Leitsatz (amtlich)
Zum ursächlichen Zusammenhang des Todes mit einem Arbeitsunfall (SGG § 162 Abs 1 Nr 3) gehört nicht die Frage, ob das Unfallereignis mit einer Tätigkeit im Sinne des RVO § 542 Abs 1 ursächlich zusammenhängt.
Normenkette
SGG § 162 Abs. 1 Nr. 3 Fassung: 1953-09-03; RVO § 542 Abs. 1 Fassung: 1942-03-09
Tenor
Zum ursächlichen Zusammenhang des Todes mit einem Arbeitsunfall (§ 162 Abs. 1 Nr. 3 SGG) gehört nicht die Frage, ob das Unfallereignis mit einer Tätigkeit im Sinne des § 542 Abs. 1 RVO ursächlich zusammenhängt.
Gründe
Der 2. Senat des Bundessozialgerichts hat in seiner Sitzung vom 30. November 1956 beschlossen, dem Großen Senat folgende Rechtsfrage zur Entscheidung vorzulegen:
Gehört zum ursächlichen Zusammenhang des Todes mit einem Arbeitsunfall (§ 162 Abs. 1 Nr. 3 SGG) die Frage, ob das Unfallereignis mit einer Tätigkeit im Sinne des § 542 Abs. 1 RVO ursächlich zusammenhängt?

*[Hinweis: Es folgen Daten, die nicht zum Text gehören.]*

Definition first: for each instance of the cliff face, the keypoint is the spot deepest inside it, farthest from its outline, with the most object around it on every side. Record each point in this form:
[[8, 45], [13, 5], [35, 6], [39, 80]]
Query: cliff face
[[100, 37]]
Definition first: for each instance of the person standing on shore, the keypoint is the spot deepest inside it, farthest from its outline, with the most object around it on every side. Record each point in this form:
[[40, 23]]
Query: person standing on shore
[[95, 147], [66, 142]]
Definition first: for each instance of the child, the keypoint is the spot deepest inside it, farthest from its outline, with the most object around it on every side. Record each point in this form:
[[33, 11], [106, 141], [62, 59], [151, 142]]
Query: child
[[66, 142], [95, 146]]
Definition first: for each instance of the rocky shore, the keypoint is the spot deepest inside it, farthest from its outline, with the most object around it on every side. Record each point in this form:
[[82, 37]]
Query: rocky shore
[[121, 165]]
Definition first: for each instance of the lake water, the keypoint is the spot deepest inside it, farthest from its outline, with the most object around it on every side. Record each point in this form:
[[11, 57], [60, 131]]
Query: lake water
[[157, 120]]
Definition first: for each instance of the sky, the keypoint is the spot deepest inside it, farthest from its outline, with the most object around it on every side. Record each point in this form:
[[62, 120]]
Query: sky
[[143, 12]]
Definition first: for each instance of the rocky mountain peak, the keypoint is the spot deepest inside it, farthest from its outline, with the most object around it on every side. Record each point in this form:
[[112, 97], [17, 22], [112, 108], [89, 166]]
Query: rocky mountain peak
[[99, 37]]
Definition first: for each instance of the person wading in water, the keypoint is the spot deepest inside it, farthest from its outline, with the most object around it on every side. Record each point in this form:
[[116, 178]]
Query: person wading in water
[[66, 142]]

Nach dem Vorlagebeschluß des 2. Senats handelt es sich in dem ihm vorliegenden Rechtsstreit um den Anspruch der Klägerin auf Gewährung einer Witwenrente aus der Unfallversicherung. Der Ehemann der Klägerin, der zusammen mit seiner Ehefrau eine Damenschneiderei und einen Stoffhandel betrieb, ist beim Transport eines Motorrades tödlich verunglückt. Diese Tätigkeit hat das Landessozialgericht (LSG.) nicht als versichert angesehen und deswegen den Anspruch der Klägerin abgelehnt; gegen das Urteil hat es die Revision nicht zugelassen. Die Klägerin meint, ihr Ehemann habe bei dem Transport des Motorrades unter Versicherungsschutz gestanden, und rügt mit ihrer Revision, daß das LSG. bei seiner Entscheidung insoweit den ursächlichen Zusammenhang des Todes ihres Ehemannes mit einem Arbeitsunfall im Sinne des § 162 Abs. 1 Nr. 3 des Sozialgerichtsgesetzes (SGG) unrichtig beurteilt habe. Andere Rügen hat sie nicht erhoben.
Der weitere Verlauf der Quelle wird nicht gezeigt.